From: Publishers Weekly:
The terrain of upper-middle-class WASP families and the country of divorce are explored with perceptive candor in Robinson's powerful and affecting novel. Emma Goodwin and Peter Chatfield move in the socially elite circles of Manhattan's Upper East Side. When they marry after having divorced their first spouses, each brings a daughter to the new union. Three-year-old Tessa, Emma's child, is adorable and secure, but seven-year-old Amanda, Peter's already difficult daughter, proves sullen, and rebellious. Although she can't admit it to herself, Emma favors and nurtures her own daughter, while Peter, not recognizing Amanda's fear and misery, is annoyed by her continuing defiance. Through insidious undercurrents of resentment and periodic confrontations, Amanda's self-confidence is eventually destroyed. Robinson is particularly adept at conveying the nuances of children's thoughts and behavior, and she sees clearly that they are the real victims of divorce, though readers feel equal sympathy for all players in the drama. Robinson renders the girls' bickering, Amanda's scornful negativity, and the guilt and recrimination that erode the Chatfields' marriage with emotional authority. These scenes occur against the convincingly textured background of private clubs and summer homes, the snobbish pride in blood over money and, sometimes, the cultivation of stingy economy over unseemly display. The last third of the book is hypnotic and achingly real, all too imaginable for parents who will recognize that unconscious acts have their tragic consequences. The author of two collections of short stories, the novel Summer Light and a biography of Georgia O'Keeffe, Robinson writes lucid and graceful prose that shines with compassion and wisdom about human frailty.

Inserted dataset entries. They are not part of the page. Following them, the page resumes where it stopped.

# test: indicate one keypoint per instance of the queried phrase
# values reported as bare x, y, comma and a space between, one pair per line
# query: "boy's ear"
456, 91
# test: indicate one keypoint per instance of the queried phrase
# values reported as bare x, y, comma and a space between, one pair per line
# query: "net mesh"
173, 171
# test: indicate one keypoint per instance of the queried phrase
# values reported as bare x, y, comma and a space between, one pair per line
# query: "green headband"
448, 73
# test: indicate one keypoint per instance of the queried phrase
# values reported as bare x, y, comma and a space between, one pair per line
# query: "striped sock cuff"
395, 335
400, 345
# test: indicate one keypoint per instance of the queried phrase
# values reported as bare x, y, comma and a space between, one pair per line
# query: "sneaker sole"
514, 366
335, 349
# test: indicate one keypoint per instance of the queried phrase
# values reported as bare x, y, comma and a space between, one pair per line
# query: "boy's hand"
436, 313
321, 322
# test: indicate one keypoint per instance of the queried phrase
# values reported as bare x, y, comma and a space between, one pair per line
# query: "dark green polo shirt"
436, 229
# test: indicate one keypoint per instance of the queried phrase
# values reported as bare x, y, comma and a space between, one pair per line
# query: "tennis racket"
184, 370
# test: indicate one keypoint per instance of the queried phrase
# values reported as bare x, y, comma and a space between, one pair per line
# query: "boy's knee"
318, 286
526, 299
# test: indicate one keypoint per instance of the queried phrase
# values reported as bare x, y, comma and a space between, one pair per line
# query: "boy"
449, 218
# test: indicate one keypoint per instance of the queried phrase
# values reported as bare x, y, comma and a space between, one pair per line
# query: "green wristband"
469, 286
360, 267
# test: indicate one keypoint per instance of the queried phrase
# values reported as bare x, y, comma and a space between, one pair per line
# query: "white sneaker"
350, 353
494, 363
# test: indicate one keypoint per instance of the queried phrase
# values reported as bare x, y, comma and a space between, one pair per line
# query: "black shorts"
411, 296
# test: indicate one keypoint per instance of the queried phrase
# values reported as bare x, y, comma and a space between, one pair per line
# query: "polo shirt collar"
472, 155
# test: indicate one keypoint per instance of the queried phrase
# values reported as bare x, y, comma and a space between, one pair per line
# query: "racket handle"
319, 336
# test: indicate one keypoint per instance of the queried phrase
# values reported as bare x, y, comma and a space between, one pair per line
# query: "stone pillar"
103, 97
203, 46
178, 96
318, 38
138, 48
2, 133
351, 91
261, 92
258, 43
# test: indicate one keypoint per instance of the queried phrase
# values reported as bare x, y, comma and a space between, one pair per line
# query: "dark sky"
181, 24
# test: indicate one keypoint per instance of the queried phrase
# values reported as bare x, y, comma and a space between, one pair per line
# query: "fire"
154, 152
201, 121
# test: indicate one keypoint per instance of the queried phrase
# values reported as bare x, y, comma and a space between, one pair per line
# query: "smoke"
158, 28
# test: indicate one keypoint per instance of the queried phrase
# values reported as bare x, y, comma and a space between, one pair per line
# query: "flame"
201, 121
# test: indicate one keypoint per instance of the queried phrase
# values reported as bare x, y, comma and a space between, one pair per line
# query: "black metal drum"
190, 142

Copyright 1998 Reed Business Information, Inc.
From: The New York Times:
Often compared to John Cheever
but Robinsons latest novel made me think of an earlier literary forebear, Henry James.
From: Minneapolis Star Tribune:
Nearly perfect prose
there isnt an awkward phrase or false note in the entire work. Robinson depicts this familys struggle to survive with unerring intelligence and grace.